"Il leur confia tous ses biens"
TRENTE-TROISIEME DIMANCHE ORDINAIRE (A)
Évangile de Jésus Christ selon saint Matthieu 25, 14-30
Jésus parlait à ses disciples de sa venue. Il disait cette parabole : «Un homme, qui partait en voyage, appela ses serviteurs et leur confia ses biens. A l'un il donna une somme de cinq talents, à un autre deux talents, au troisième un seul, à chacun selon ses capacités. Puis il partit.
Aussitôt celui qui avait reçu cinq talents s'occupa de les faire valoir et en gagna cinq autres. De même celui qui avait reçu deux talents en gagna deux autres. Mais celui qui n'en avait reçu qu'un creusa la terre et enfouit l'argent de son maître.

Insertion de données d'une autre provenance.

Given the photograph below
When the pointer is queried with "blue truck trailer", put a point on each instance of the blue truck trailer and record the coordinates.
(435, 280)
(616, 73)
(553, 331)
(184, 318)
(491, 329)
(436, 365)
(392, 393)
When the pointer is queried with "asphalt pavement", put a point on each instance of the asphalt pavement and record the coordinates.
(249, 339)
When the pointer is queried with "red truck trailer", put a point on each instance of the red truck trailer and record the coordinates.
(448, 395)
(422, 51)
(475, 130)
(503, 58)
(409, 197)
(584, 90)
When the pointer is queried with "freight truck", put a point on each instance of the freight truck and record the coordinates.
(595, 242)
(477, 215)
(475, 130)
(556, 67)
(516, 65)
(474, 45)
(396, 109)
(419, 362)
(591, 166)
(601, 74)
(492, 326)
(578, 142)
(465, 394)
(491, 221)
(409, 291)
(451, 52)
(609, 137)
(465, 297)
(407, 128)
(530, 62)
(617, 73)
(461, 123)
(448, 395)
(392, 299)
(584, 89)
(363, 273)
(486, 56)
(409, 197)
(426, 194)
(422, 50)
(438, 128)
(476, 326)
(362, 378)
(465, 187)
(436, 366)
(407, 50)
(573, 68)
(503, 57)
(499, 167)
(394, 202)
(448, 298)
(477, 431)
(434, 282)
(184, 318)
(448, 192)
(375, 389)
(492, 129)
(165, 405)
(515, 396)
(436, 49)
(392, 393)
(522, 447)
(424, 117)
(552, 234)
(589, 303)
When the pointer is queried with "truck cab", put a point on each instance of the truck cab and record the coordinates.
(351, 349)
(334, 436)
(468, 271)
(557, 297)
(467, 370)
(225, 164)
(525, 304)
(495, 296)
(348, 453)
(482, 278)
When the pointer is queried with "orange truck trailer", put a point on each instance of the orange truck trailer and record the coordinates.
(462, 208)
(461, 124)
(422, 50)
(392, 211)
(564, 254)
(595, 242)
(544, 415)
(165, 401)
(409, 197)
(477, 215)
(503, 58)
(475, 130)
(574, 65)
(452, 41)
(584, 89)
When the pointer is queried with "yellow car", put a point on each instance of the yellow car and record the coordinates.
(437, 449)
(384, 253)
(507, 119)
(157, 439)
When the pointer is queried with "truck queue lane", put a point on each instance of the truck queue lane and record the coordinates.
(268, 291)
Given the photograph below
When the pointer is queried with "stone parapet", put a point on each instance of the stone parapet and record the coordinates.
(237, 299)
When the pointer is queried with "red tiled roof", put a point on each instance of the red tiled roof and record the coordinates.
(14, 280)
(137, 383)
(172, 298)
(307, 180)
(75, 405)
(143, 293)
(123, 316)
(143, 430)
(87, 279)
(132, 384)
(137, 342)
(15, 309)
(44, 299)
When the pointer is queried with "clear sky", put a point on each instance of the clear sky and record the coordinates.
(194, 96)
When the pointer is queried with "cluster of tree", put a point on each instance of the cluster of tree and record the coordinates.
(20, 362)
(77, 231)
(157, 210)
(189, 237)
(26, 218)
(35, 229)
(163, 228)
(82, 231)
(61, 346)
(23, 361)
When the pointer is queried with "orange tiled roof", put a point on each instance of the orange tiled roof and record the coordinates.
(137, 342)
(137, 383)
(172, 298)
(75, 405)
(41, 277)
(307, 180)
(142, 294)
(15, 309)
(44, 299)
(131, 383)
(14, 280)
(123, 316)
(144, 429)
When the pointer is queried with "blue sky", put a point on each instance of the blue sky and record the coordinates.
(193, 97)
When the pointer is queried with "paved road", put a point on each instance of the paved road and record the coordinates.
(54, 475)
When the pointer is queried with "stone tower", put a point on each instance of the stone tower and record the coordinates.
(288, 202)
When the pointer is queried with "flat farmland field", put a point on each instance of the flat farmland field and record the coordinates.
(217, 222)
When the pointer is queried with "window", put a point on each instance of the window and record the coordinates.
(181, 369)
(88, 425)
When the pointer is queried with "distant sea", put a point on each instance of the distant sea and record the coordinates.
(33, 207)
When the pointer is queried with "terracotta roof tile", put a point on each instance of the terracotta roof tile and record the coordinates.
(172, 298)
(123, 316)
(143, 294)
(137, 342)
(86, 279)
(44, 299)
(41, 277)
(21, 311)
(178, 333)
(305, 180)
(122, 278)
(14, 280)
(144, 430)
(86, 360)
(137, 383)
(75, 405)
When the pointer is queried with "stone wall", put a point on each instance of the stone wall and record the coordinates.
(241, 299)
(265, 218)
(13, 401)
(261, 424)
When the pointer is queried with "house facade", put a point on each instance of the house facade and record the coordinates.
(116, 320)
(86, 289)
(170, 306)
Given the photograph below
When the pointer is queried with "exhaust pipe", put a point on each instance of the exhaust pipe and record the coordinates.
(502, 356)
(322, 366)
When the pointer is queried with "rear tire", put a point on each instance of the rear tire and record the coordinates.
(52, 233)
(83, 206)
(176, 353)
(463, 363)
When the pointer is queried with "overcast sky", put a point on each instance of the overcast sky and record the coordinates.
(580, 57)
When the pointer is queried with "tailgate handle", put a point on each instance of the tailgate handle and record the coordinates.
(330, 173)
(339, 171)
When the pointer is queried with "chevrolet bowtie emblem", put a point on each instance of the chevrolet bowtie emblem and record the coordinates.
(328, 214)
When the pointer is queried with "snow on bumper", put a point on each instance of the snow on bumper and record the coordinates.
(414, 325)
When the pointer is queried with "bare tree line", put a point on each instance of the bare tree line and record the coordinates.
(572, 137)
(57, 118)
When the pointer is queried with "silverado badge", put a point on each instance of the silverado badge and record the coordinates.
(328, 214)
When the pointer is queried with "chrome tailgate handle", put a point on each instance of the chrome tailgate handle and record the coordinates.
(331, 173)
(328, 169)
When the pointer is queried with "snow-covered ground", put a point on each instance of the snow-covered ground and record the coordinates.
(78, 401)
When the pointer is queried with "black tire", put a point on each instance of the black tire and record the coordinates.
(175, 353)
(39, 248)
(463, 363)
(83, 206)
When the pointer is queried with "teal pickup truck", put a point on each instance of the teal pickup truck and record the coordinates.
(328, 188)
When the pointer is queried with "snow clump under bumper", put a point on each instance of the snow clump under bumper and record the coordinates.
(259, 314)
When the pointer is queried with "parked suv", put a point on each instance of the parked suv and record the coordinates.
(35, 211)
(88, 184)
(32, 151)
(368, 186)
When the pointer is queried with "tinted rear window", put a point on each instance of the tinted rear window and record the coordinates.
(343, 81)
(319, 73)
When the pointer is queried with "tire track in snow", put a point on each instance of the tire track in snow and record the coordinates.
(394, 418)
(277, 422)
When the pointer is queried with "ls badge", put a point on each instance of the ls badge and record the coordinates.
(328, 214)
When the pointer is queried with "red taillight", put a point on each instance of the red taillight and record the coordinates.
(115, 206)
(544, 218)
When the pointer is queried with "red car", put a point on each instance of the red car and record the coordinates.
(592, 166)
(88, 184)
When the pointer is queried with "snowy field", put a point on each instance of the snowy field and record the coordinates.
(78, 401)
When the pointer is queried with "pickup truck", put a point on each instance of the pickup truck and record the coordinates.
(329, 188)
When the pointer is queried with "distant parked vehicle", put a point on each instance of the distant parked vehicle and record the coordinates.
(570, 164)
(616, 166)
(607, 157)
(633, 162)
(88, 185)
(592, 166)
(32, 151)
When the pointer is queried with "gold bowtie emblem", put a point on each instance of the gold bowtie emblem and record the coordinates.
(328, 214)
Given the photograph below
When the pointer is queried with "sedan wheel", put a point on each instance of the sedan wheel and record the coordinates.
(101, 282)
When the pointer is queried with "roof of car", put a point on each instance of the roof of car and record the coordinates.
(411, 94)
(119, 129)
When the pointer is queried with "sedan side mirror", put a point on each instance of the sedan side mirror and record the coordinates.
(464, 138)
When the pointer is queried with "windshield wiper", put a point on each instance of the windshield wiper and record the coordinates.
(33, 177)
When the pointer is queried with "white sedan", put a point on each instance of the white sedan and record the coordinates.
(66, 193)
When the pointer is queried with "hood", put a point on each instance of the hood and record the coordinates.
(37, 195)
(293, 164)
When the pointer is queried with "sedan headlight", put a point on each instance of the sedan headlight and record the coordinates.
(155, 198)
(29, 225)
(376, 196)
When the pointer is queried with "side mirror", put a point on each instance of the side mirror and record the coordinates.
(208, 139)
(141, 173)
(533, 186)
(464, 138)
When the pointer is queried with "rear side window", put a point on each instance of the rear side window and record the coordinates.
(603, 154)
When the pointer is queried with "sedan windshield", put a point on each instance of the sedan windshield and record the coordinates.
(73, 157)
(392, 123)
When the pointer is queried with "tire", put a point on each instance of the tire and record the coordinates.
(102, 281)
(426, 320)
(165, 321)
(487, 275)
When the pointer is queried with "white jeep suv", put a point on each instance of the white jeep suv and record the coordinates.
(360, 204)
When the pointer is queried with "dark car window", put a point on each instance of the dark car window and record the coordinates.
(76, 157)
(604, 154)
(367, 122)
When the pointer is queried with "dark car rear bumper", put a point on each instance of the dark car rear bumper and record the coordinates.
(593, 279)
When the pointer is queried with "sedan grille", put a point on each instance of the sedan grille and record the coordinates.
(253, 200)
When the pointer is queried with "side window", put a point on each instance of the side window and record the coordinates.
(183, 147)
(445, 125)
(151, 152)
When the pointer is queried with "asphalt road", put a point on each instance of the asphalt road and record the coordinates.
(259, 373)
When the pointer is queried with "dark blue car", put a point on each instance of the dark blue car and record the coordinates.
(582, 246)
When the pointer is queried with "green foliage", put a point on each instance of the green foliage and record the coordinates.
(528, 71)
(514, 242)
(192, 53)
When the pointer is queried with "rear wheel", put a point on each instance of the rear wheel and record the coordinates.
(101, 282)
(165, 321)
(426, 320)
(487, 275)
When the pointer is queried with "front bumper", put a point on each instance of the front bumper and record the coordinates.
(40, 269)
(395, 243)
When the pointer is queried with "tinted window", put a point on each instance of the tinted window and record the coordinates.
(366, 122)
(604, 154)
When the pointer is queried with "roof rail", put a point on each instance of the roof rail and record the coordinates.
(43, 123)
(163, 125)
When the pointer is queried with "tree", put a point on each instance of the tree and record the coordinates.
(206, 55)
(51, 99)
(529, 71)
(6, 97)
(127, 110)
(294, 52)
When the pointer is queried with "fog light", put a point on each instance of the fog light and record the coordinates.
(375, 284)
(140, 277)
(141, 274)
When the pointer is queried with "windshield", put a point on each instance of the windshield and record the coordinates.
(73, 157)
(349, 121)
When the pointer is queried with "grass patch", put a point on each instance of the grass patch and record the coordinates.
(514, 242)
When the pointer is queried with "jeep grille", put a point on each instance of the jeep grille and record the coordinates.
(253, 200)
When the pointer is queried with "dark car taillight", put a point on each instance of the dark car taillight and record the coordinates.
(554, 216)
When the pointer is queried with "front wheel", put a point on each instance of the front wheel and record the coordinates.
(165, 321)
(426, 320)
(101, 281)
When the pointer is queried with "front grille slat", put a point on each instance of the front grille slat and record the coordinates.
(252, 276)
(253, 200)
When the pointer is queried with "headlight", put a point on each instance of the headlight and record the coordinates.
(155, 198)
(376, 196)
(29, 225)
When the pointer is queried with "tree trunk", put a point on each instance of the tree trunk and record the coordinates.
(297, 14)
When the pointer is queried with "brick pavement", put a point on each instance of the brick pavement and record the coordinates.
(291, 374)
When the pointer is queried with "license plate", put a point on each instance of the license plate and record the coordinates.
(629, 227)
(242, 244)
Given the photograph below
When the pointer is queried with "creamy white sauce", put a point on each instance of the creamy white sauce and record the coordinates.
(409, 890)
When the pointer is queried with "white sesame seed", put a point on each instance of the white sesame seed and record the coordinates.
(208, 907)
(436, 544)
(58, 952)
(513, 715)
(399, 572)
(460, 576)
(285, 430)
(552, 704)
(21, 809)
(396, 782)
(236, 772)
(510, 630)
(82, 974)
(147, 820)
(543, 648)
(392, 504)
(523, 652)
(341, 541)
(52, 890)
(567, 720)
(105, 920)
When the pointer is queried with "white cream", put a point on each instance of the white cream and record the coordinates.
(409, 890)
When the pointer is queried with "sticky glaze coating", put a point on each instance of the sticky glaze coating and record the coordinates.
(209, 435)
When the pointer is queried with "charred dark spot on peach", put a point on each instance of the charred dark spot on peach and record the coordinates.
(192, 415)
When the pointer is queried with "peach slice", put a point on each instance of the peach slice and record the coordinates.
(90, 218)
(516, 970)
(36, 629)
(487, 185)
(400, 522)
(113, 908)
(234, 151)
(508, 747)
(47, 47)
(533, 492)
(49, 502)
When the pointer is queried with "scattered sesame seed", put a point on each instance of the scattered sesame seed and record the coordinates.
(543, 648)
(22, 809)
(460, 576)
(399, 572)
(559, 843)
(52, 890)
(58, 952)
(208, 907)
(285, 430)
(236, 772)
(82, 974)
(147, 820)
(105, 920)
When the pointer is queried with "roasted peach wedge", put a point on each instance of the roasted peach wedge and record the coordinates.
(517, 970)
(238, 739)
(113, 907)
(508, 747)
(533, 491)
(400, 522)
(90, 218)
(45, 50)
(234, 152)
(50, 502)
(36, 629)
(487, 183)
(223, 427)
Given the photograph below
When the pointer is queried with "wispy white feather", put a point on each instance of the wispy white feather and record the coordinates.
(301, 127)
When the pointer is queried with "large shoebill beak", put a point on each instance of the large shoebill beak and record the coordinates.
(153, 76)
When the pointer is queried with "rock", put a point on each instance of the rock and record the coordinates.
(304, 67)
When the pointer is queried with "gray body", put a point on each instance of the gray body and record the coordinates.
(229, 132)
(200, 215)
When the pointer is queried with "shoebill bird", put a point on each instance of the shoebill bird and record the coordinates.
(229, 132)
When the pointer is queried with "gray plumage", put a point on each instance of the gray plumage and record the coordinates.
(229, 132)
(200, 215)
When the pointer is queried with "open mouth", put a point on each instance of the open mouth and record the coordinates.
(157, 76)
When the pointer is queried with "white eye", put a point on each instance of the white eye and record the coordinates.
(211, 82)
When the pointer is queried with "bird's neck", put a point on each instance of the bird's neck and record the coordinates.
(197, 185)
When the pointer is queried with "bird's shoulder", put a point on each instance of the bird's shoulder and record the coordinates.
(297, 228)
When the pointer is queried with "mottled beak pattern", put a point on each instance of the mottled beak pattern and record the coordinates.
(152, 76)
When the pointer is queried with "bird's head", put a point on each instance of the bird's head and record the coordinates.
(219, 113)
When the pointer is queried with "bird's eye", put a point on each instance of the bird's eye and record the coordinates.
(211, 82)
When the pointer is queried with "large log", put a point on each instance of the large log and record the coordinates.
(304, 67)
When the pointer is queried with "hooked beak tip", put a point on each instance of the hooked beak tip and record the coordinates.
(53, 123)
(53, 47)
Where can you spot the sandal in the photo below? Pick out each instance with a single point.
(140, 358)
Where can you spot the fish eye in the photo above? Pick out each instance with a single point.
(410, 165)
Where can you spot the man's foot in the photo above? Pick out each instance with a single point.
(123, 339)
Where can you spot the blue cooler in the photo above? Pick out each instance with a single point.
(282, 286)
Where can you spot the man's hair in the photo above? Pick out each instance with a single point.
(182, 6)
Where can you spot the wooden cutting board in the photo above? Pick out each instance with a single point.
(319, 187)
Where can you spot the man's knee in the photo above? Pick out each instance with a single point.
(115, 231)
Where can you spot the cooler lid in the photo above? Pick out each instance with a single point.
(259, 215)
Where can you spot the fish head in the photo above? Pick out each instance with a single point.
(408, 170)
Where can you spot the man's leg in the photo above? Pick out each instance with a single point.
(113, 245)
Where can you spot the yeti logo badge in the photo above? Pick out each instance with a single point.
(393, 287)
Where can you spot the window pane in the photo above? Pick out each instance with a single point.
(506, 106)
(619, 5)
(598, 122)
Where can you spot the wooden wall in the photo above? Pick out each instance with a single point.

Longtemps après, leur maître revient et il leur demande des comptes. Celui qui avait reçu les cinq talents s'avança en apportant cinq autres talents et dit : 'Maître, tu m'as confié cinq talents ; voilà, j'en ai gagné cinq autres. - Très bien, serviteur bon et fidèle, tu as été fidèle en peu de choses, je t'en confierai beaucoup ; entre dans la joie de ton maître.' Celui qui avait reçu deux talents s'avança ensuite et dit : 'Maître, tu m'as confié deux talents ; voilà, j'en ai gagné deux autres. - Très bien, serviteur bon et fidèle, tu as été fidèle en peu de choses, je t'en confierai beaucoup ; entre dans la joie de ton maître.' Celui qui avait reçu un seul talent s'avança ensuite et dit : 'Maître, je savais que tu es un homme dur ; tu moissonnes là où tu n'as pas semé, tu ramasses là où tu n'as pas répandu le grain. J'ai eu peur, et je suis allé enfouir ton talent dans la terre. Le voici. Tu as ce qui t'appartient.' Son maître lui répliqua : 'Serviteur mauvais et paresseux, tu savais que je moissonne là où je n'ai pas semé, que je ramasse le grain là où je ne l'ai pas répandu. Alors il fallait placer mon argent à la banque ; et à mon retour, je l'aurais retrouvé avec les intérêts. Enlevez lui donc son talent et donnez-le à celui qui en a dix. Car celui qui a, on lui donnera, et il sera dans l'abondance. Mais celui qui n'a rien, on lui enlèvera même ce qu'il a. Quant à ce serviteur bon à rien, jetez-le dehors dans les ténèbres : là il y aura des pleurs et des grincements de dents.»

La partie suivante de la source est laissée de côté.